The viability and pyroptosis rate of cells treated and untreated with simvastatin were analysed by CCK-8 and flow cytometry assays, respectively. We used DCFH-DA and flow cytometry to detect reactive oxygen species (ROS) production. Levels of pyroptosis markers were detected by western blotting analysis or immunofluorescence staining. Besides, the anticancer properties of simvastatin on colon cancer were further demonstrated using a cell line based xenograft tumor model.
Simvastatin treatment in HCT116 and SW620 induced pyroptosis and suppressed cell proliferation, with changes in the expression level of NLPR3, ASC, cleaved-caspase-1, mature IL-1β, IL-18 and GSDMD-N. Moreover, inhibition of caspase-1 and ROS attenuated the effects of simvastatin on cancer cell viability. In addition, it was identified that simvastatin has an anti-tumor effect by down-regulating ROS production and inducing downstream caspase-1 dependent pyroptosis in the subcutaneous transplantation tumors of HCT116 cells in BALB/c nude mice.

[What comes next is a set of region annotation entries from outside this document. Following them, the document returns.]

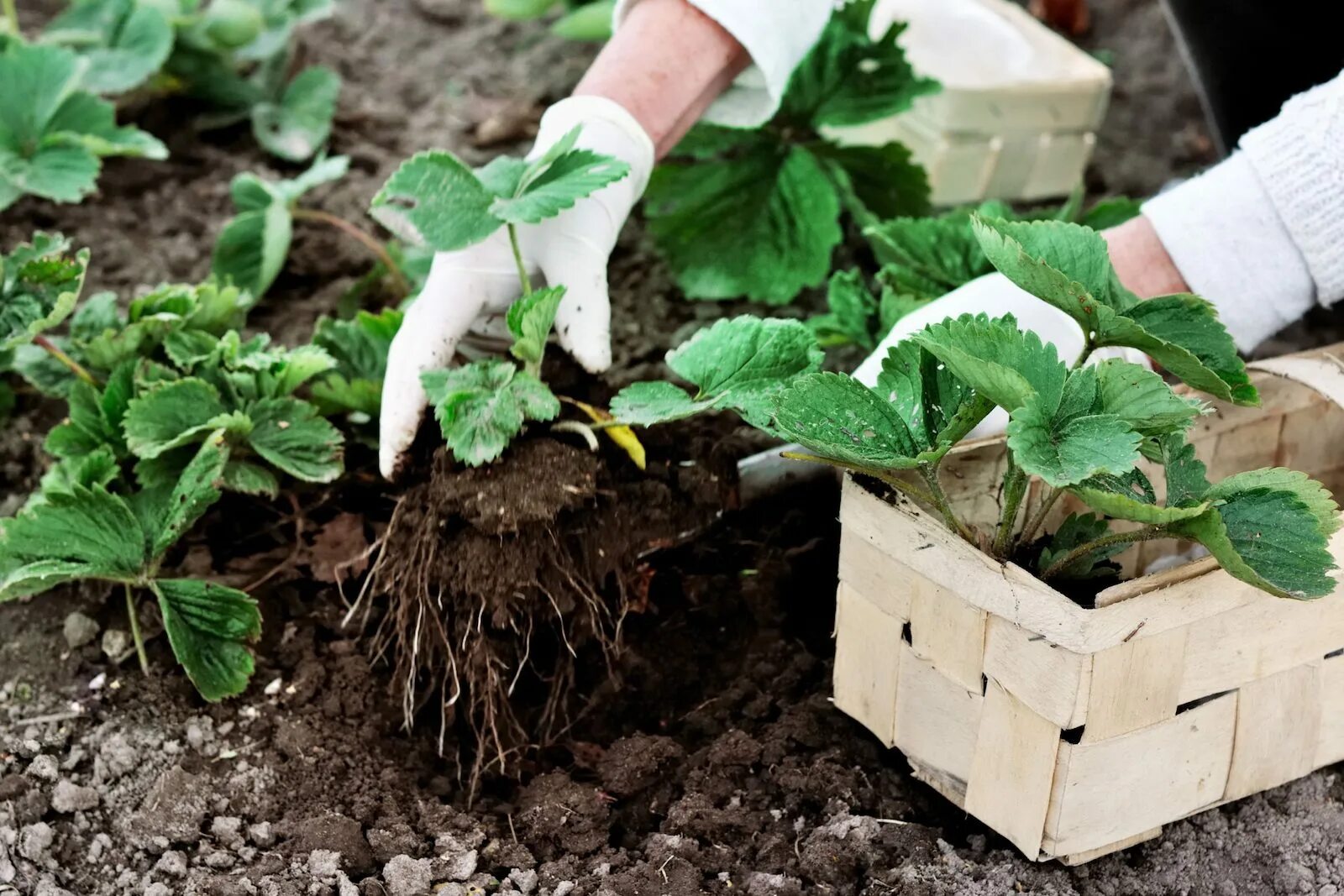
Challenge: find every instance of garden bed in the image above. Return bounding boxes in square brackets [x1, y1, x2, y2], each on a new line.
[13, 0, 1344, 896]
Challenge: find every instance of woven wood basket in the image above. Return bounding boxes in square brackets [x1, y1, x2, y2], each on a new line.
[835, 344, 1344, 864]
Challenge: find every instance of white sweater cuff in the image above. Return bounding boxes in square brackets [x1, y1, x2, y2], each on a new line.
[1241, 76, 1344, 305]
[1144, 153, 1315, 352]
[612, 0, 832, 128]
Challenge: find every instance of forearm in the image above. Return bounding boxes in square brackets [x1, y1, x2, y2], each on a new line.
[574, 0, 750, 157]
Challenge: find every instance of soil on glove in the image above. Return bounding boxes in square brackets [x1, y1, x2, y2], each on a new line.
[13, 0, 1344, 896]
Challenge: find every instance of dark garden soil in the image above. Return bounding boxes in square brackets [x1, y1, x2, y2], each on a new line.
[8, 0, 1344, 896]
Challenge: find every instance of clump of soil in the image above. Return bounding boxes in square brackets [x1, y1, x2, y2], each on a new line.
[365, 437, 732, 793]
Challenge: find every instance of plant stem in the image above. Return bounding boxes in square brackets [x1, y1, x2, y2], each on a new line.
[507, 224, 533, 296]
[293, 208, 412, 296]
[919, 464, 976, 544]
[32, 333, 98, 387]
[993, 467, 1026, 560]
[1017, 488, 1064, 544]
[780, 451, 938, 506]
[1040, 525, 1168, 579]
[123, 582, 150, 676]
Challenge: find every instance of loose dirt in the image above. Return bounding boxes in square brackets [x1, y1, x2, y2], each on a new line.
[0, 0, 1344, 896]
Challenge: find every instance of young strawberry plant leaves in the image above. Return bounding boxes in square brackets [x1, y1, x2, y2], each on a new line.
[774, 374, 922, 473]
[421, 360, 560, 466]
[251, 65, 340, 161]
[506, 286, 564, 376]
[0, 42, 168, 211]
[1037, 513, 1129, 579]
[645, 144, 842, 305]
[150, 579, 260, 703]
[910, 314, 1068, 414]
[1008, 395, 1141, 488]
[808, 270, 879, 352]
[247, 398, 344, 482]
[0, 234, 89, 351]
[0, 485, 145, 602]
[1168, 481, 1336, 599]
[210, 156, 349, 298]
[612, 316, 824, 427]
[39, 0, 173, 94]
[312, 307, 403, 422]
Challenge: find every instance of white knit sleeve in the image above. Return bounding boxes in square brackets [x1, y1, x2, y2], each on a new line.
[1241, 74, 1344, 305]
[613, 0, 833, 128]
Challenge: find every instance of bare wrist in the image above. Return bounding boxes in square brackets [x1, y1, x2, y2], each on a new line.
[574, 0, 750, 157]
[1102, 215, 1189, 298]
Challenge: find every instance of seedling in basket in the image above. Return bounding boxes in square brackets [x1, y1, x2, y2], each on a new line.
[371, 128, 633, 466]
[613, 219, 1340, 598]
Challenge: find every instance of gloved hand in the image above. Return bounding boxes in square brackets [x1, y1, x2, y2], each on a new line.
[378, 97, 654, 478]
[853, 274, 1152, 438]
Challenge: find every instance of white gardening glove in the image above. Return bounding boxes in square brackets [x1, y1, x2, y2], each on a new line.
[853, 274, 1152, 438]
[378, 97, 654, 478]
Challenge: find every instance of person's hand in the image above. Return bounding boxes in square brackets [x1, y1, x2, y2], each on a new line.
[378, 97, 654, 478]
[853, 274, 1152, 438]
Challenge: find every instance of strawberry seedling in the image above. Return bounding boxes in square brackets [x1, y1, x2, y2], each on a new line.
[371, 128, 629, 466]
[0, 40, 168, 211]
[647, 2, 938, 305]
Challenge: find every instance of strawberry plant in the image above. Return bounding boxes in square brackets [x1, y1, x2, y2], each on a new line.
[486, 0, 616, 40]
[645, 0, 938, 305]
[0, 39, 168, 211]
[613, 217, 1340, 598]
[0, 432, 260, 700]
[36, 0, 340, 161]
[371, 128, 629, 466]
[211, 156, 410, 298]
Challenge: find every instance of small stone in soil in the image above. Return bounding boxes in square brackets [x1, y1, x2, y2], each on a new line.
[51, 779, 98, 814]
[62, 611, 98, 650]
[383, 856, 433, 896]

Our in vitro and in vivo results indicated that simvastatin induced pyroptosis through ROS/caspase-1/GSDMD pathway, thereby serving as a potential agent for colon cancer treatment.
Colon cancer is the fourth leading cause of cancer-related death worldwidely . The incidence of colon cancer has increased over past decades. Despite significant progress in surgery, chemotherapy, radiotherapy, targeted therapy and immunotherapy, many colon cancer patients ultimately face recurrence, metastasis and death. Therefore, it is of great significance for developing novel treatment strategies and drugs to improve the prognosis of colon cancer patients.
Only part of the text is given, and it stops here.